US 12,067,987 B2
Method and device of generating acoustic features, speech model training, and speech recognition
Linhao Dong, Beijing (CN); and Zejun Ma, Beijing (CN)
Assigned to BEIJING YOUZHUJU NETWORK TECHNOLOGY CO., LTD., Beijing (CN)
Filed by Beijing Youzhuju Network Technology Co., Ltd., Beijing (CN)
Filed on Jan. 30, 2024, as Appl. No. 18/427,538.
Application 18/427,538 is a continuation of application No. PCT/CN2022/109381, filed on Aug. 1, 2022.
Claims priority of application No. 202110881723.7 (CN), filed on Aug. 2, 2021.
Prior Publication US 2024/0169988 A1, May 23, 2024
Int. Cl.

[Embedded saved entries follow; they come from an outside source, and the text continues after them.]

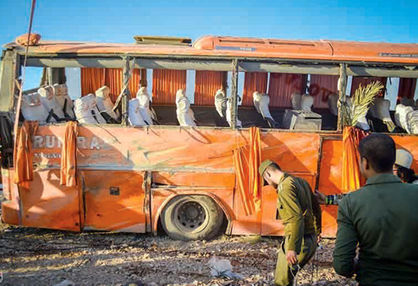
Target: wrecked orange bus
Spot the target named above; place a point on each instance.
(185, 178)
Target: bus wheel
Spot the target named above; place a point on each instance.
(192, 218)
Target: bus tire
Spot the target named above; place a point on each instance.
(192, 217)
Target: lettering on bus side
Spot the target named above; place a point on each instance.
(53, 142)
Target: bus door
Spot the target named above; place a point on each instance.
(114, 200)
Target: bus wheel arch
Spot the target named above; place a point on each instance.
(208, 214)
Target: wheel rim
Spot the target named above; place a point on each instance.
(190, 216)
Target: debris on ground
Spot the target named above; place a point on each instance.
(30, 256)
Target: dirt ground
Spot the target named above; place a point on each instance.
(45, 257)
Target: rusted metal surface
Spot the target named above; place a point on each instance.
(112, 161)
(243, 47)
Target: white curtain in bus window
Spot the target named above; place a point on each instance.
(253, 81)
(206, 85)
(73, 76)
(165, 84)
(94, 78)
(283, 85)
(321, 87)
(406, 90)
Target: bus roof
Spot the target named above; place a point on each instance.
(236, 47)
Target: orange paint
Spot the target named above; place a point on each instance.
(245, 47)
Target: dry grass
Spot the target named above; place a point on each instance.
(360, 103)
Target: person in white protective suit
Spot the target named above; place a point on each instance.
(220, 102)
(105, 104)
(185, 114)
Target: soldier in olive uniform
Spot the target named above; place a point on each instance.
(380, 219)
(301, 216)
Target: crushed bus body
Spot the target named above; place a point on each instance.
(132, 178)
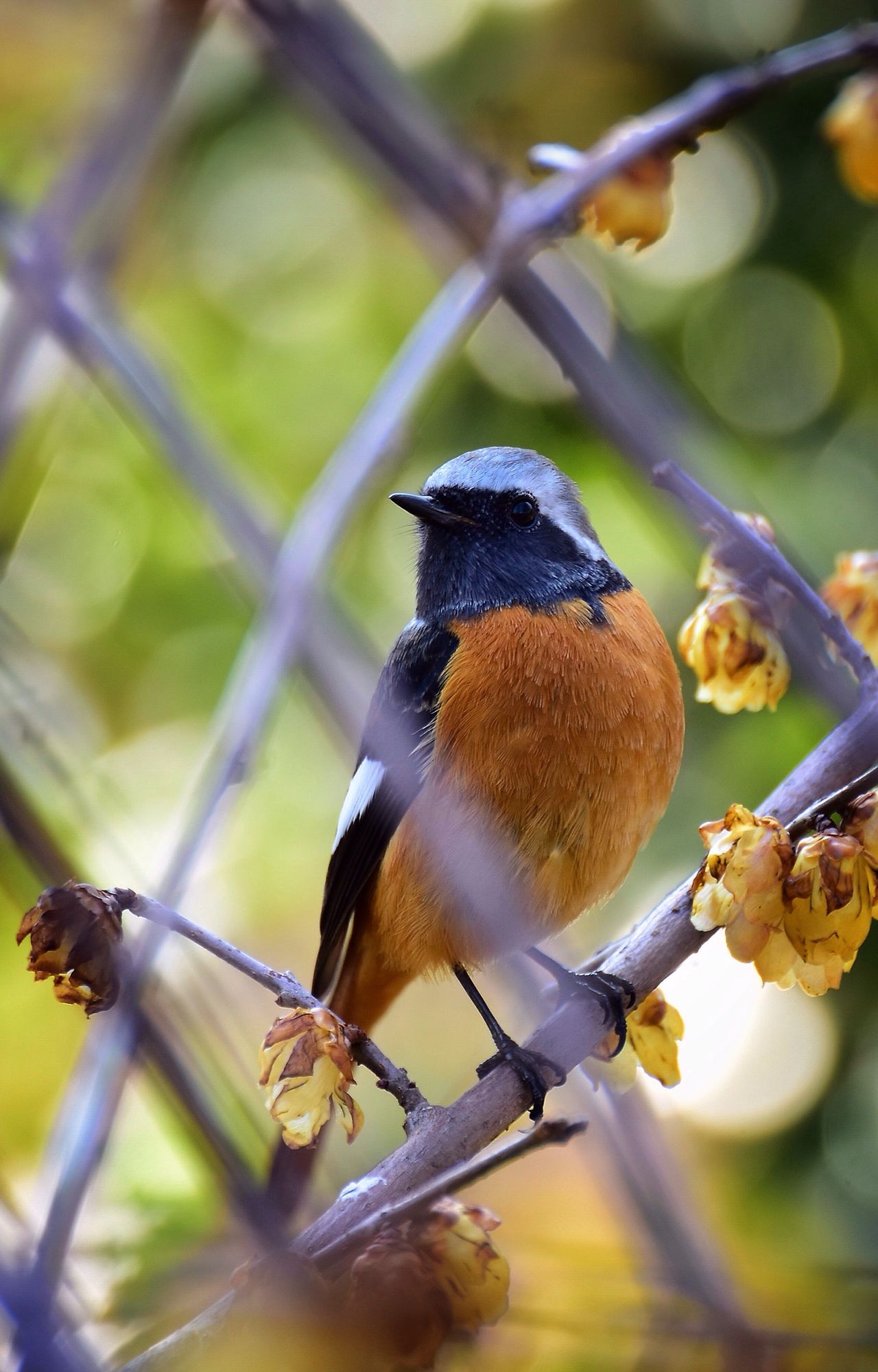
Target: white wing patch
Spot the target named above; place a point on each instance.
(363, 788)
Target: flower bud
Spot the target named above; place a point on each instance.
(455, 1238)
(851, 125)
(740, 885)
(862, 821)
(307, 1068)
(75, 935)
(854, 594)
(396, 1297)
(654, 1031)
(433, 1275)
(633, 205)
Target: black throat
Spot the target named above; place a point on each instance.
(488, 564)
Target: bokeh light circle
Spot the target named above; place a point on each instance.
(754, 1058)
(765, 350)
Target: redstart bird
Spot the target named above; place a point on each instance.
(534, 679)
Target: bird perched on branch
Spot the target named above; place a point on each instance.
(536, 685)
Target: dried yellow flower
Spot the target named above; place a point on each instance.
(740, 885)
(75, 935)
(475, 1277)
(799, 917)
(736, 655)
(634, 205)
(831, 895)
(854, 594)
(434, 1273)
(862, 821)
(307, 1068)
(655, 1029)
(851, 124)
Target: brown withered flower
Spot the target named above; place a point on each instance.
(307, 1069)
(396, 1297)
(740, 885)
(851, 125)
(75, 936)
(455, 1238)
(853, 592)
(429, 1277)
(633, 206)
(831, 895)
(736, 653)
(862, 821)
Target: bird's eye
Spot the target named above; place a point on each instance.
(523, 511)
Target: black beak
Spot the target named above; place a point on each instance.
(427, 509)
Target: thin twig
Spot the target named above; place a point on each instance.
(449, 1181)
(287, 991)
(676, 124)
(835, 803)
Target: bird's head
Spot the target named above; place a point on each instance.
(503, 526)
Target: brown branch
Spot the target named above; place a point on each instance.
(676, 124)
(287, 991)
(449, 1181)
(661, 943)
(744, 551)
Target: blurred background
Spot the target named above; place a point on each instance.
(272, 280)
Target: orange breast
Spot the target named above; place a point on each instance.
(569, 736)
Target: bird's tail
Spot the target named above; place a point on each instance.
(363, 994)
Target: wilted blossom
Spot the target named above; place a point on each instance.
(307, 1069)
(731, 640)
(736, 655)
(853, 592)
(831, 896)
(436, 1273)
(800, 918)
(740, 885)
(851, 124)
(396, 1297)
(655, 1029)
(862, 821)
(636, 205)
(75, 935)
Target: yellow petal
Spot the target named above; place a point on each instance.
(307, 1069)
(634, 205)
(467, 1264)
(655, 1028)
(851, 124)
(831, 899)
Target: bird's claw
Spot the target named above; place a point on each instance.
(527, 1065)
(615, 995)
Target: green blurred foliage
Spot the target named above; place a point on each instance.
(274, 283)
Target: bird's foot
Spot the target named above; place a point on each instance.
(615, 996)
(530, 1068)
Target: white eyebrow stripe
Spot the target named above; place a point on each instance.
(515, 470)
(360, 795)
(556, 511)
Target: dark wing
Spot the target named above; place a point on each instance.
(393, 762)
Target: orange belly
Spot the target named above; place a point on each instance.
(569, 736)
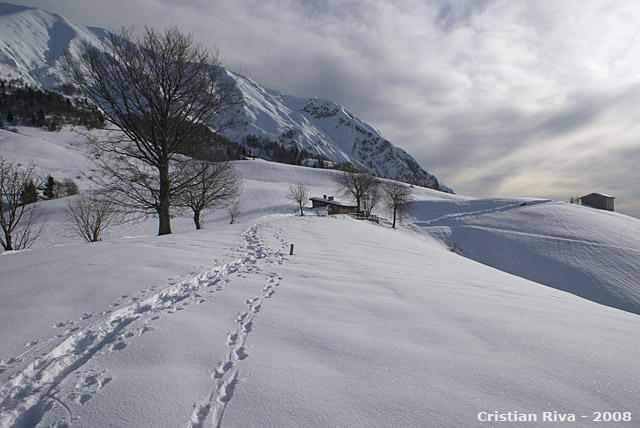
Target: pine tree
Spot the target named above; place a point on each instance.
(49, 188)
(29, 193)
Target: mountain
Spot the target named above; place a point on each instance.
(33, 40)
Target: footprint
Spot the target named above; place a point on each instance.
(247, 327)
(232, 338)
(222, 369)
(83, 398)
(240, 353)
(118, 346)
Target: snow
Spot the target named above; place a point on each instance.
(33, 42)
(362, 326)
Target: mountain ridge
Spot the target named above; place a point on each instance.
(33, 40)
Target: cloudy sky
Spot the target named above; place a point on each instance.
(495, 97)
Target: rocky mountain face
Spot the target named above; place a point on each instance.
(314, 131)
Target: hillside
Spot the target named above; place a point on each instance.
(362, 326)
(32, 42)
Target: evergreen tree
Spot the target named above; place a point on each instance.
(29, 193)
(49, 188)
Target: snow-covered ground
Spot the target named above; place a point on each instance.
(362, 326)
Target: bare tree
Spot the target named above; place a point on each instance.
(298, 193)
(356, 184)
(233, 209)
(16, 219)
(397, 200)
(213, 185)
(371, 199)
(162, 92)
(90, 215)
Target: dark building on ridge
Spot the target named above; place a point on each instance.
(598, 200)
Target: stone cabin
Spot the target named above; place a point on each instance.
(598, 200)
(334, 207)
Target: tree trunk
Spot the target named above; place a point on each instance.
(164, 203)
(196, 219)
(7, 241)
(394, 217)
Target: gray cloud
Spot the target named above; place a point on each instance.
(496, 97)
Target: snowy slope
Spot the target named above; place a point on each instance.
(588, 252)
(325, 129)
(362, 326)
(32, 42)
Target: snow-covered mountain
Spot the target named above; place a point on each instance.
(362, 326)
(32, 41)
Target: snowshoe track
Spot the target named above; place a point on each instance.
(32, 389)
(225, 375)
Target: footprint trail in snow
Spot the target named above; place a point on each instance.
(225, 375)
(37, 382)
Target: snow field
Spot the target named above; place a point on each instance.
(362, 326)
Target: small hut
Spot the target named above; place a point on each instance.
(334, 206)
(598, 200)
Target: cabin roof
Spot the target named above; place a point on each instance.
(332, 202)
(598, 194)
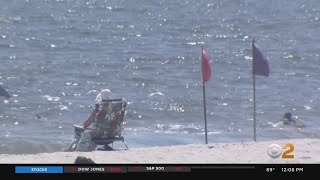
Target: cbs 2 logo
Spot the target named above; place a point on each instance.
(276, 150)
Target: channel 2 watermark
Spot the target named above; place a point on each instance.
(286, 151)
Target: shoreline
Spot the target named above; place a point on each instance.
(305, 151)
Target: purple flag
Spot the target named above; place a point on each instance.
(3, 93)
(260, 63)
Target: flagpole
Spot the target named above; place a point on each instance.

G10L 15/02 (2006.01); G10L 15/06 (2013.01); G10L 15/22 (2006.01)
CPC G10L 15/22 (2013.01) [G10L 15/063 (2013.01)] 18 Claims
OG exemplary drawing
 
1. A method of generating acoustic features, comprising:
acquiring an acoustic information vector of a current speech frame and an information weight of the current speech frame;
obtaining an accumulated information weight corresponding to the current speech frame according to an accumulated information weight corresponding to a previous speech frame, a retention rate corresponding to the current speech frame, and an information weight of the current speech frame; wherein the retention rate is a difference between 1 and a leakage rate;
in a case that the accumulated information weight corresponding to the current speech frame is less than a threshold, obtaining an integrated acoustic information vector corresponding to the current speech frame according to an integrated acoustic information vector corresponding to the previous speech frame, the retention rate corresponding to the current speech frame, the information weight of the current speech frame, and the acoustic information vector of the current speech frame;
in a case that the accumulated information weight corresponding to the current speech frame is greater than or equal to the threshold, using the integrated acoustic information vector corresponding to the previous speech frame and the acoustic information vector of the current speech frame to output an issued integrated acoustic information vector, and calculating to obtain the integrated acoustic information vector corresponding to the current speech frame; and
after obtaining the integrated acoustic information vector corresponding to the current speech frame, taking a next speech frame as the current speech frame, and repeating a step of acquiring the acoustic information vector of the current speech frame and the information weight of the current speech frame and subsequent steps until there is no next speech frame.